Vancil wrote:
I can't seem to access the sail switch without pulling the entire unit out.
It is highly unlikely that you have a bad sail switch. I wouldn't start troubleshooting on the least likely and most difficult part to access. Under no circumstance should you "shoot some WD40" into anything related to the furnace or any other flame producing appliance.
As others have said, make sure there is a supply of 12VDC available.
When you say the blower comes on are you talking about the blower in the ceiling ducts or the blower in the furnace itself?
Normal operation is to set the thermostat to "HEAT", then set the fan switch to "AUTO", then set the temperature setting high enough that heat will be called for.

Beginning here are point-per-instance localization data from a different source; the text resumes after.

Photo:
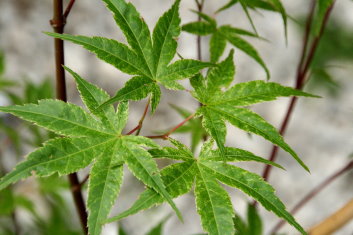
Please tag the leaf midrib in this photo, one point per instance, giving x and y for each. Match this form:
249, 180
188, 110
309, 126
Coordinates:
65, 120
203, 180
164, 40
135, 37
153, 196
247, 123
60, 158
104, 110
245, 186
103, 192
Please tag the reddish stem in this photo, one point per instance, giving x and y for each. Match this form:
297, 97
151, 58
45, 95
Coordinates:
68, 9
301, 76
314, 192
58, 23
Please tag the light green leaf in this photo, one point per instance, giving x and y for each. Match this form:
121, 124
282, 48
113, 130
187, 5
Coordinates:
104, 185
247, 48
254, 221
155, 97
222, 75
254, 186
322, 7
7, 202
93, 96
60, 117
110, 51
181, 69
136, 88
247, 93
140, 140
201, 28
199, 84
217, 46
253, 123
62, 155
214, 125
180, 153
142, 165
2, 63
122, 115
213, 204
228, 5
164, 37
237, 155
178, 179
135, 30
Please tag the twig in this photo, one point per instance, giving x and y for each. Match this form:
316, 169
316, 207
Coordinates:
301, 76
58, 23
140, 124
68, 9
335, 221
314, 192
198, 39
166, 135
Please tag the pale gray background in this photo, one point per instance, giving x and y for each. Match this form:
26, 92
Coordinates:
320, 130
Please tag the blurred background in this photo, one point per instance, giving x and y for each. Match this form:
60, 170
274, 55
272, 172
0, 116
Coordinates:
320, 131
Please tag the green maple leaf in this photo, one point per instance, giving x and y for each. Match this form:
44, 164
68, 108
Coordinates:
269, 5
253, 226
212, 200
147, 58
220, 35
194, 127
88, 138
220, 106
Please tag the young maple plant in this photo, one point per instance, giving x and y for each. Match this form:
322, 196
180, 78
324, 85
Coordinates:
96, 136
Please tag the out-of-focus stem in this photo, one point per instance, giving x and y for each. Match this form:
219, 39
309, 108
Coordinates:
314, 192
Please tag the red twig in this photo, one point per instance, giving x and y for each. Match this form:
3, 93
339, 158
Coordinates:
166, 135
302, 72
58, 23
314, 192
68, 9
198, 39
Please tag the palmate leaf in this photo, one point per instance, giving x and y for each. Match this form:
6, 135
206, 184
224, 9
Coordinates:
88, 137
104, 183
222, 107
270, 5
146, 57
194, 127
212, 201
223, 34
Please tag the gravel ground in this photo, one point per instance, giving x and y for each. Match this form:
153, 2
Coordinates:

When heat is called for the fan in the furnace will come on and operate for around 30 seconds. This is to clear any residual LP from the furnace. After that timeout the control board will operate the "spark" to light the heating flame. Once the flame is lit the furnace will continue to operate until the temp reaches the setting. Then the flame will go out. The blower will continue to operate for about 30 seconds to cool the unit and again clear any residual gas.
In a new unit it is possible that there is air in the gas line. If that is the case you may need to "cycle" the furnace several times to clear the air. Sometimes it will help to light the stove burners and the water heater for a few seconds to help get the air purged from the system.
A lot of the new thermostats will operate the air conditioner blower in addition to the furnace blower so be sure to check the furnace blower. It usually discharges thru vents in the floor or low on the wall. the relay you hear click is probably the thermostat relay. You may not be giving the furnace enough time to go thru the start up cycle. It doesn't instantly produce heat when you turn it on.